A multicenter randomized comparative trial of implants with different abutment interfaces to replace anterior maxillary single teeth
Stallings Distinguished Professor, Department of Prosthodontics, University of North Carolina, Chapel Hill, North Carolina, USA.
Department of Oral Maxillofacial Surgery, University of North Carolina, Chapel Hill, North Carolina, USA.
Centennial Fund Professor, Department of Prosthodontics, University of Iowa, Iowa City, Iowa, USA.
Craniofacial Clinical Research Center, University of Iowa, Iowa City, Iowa, USA.
Oral Health and Society Research Unit, Faculty of Dentistry, McGill University, Montreal, Canada.
Director, Division of Restorative Dentistry, McGill University, Montreal, Canada.
Purpose: The implant-abutment interface may affect peri-implant mucosal architecture, and influence health and esthetics. The goal of this 1-year follow-up report of a 5-year clinical investigation was to examine the peri-implant mucosal tissue responses to different implant-abutment interface designs.
Materials and Methods: Subjects requiring an anterior maxillary implant were recruited. Tooth extractions, with or without preservation or ridge augmentation procedures, were performed as required. After 5 months of healing, one of three different implant-abutment combinations (conical interface [CI] n = 48); flat-to-flat interface [FI] n = 49); or platform switch interface [PS] n = 44) was placed and provisionalized. Twelve weeks later, permanent crowns were placed and data gathered throughout the first year. Peri-implant mucosal architecture and bone levels were evaluated clinically, photographically, and radiographically.

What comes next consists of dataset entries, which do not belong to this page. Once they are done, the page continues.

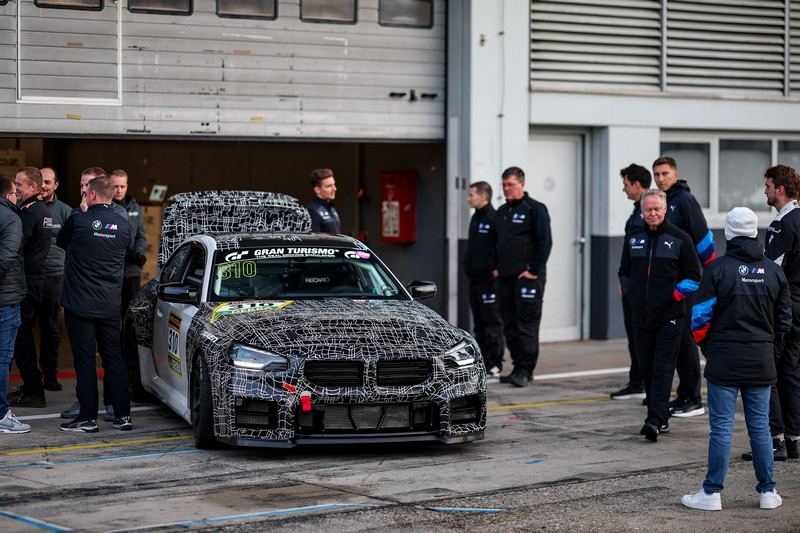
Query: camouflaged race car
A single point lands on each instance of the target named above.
(279, 337)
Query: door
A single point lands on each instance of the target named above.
(554, 176)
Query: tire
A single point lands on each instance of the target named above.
(202, 406)
(130, 351)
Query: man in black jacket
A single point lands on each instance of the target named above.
(685, 213)
(12, 293)
(480, 260)
(36, 229)
(635, 180)
(524, 242)
(96, 242)
(659, 269)
(324, 217)
(741, 308)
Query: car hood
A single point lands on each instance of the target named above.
(338, 326)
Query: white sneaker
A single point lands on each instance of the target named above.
(703, 501)
(770, 500)
(10, 424)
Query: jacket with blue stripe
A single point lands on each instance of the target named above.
(659, 269)
(742, 309)
(684, 211)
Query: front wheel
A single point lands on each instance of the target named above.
(202, 405)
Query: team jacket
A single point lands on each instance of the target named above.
(96, 242)
(36, 231)
(523, 237)
(59, 213)
(138, 245)
(12, 273)
(684, 211)
(480, 258)
(742, 304)
(324, 217)
(659, 269)
(783, 243)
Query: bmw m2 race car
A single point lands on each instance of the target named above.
(273, 336)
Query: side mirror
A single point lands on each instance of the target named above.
(177, 293)
(422, 290)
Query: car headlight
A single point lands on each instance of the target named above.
(254, 359)
(462, 354)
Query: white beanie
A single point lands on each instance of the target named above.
(741, 222)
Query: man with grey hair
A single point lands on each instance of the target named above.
(659, 269)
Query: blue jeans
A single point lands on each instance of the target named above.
(9, 323)
(721, 410)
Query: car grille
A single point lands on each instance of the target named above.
(370, 418)
(403, 372)
(334, 373)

Results: At 1 year, seven FI and six PS implants failed and two FI and two PS implant participants were lost to follow-up, resulting in survival rates of 100% (CI), 85.7% (FI), and 86.4% (PS) (90.8% overall). Marginal bone level changes were –0.22 mm (CI, P < .05), –1.2 mm (FI, P < .05), and –1.32 mm (PS, P < .05) after 1 year. Marginal bone level stability (≤ 0.5-mm bone loss or gain) was recorded for 87% (CI), 8% (FI), and 27% (PS) of implants. Measurement of midbuccal mucosal zenith and papilla positions revealed no change in the mucosal positions and 0.2 to 0.3 mm of gain in papilla dimensions in all groups.
Conclusion: Significant differences in marginal bone loss were observed among the three implant-abutment interfaces. At 1 year follow-up, changes in the buccal mucosal zenith position or papilla dimensions were not discernable. A continued longitudinal evaluation of peri-implant bone and mucosal changes around these different interfaces is ongoing.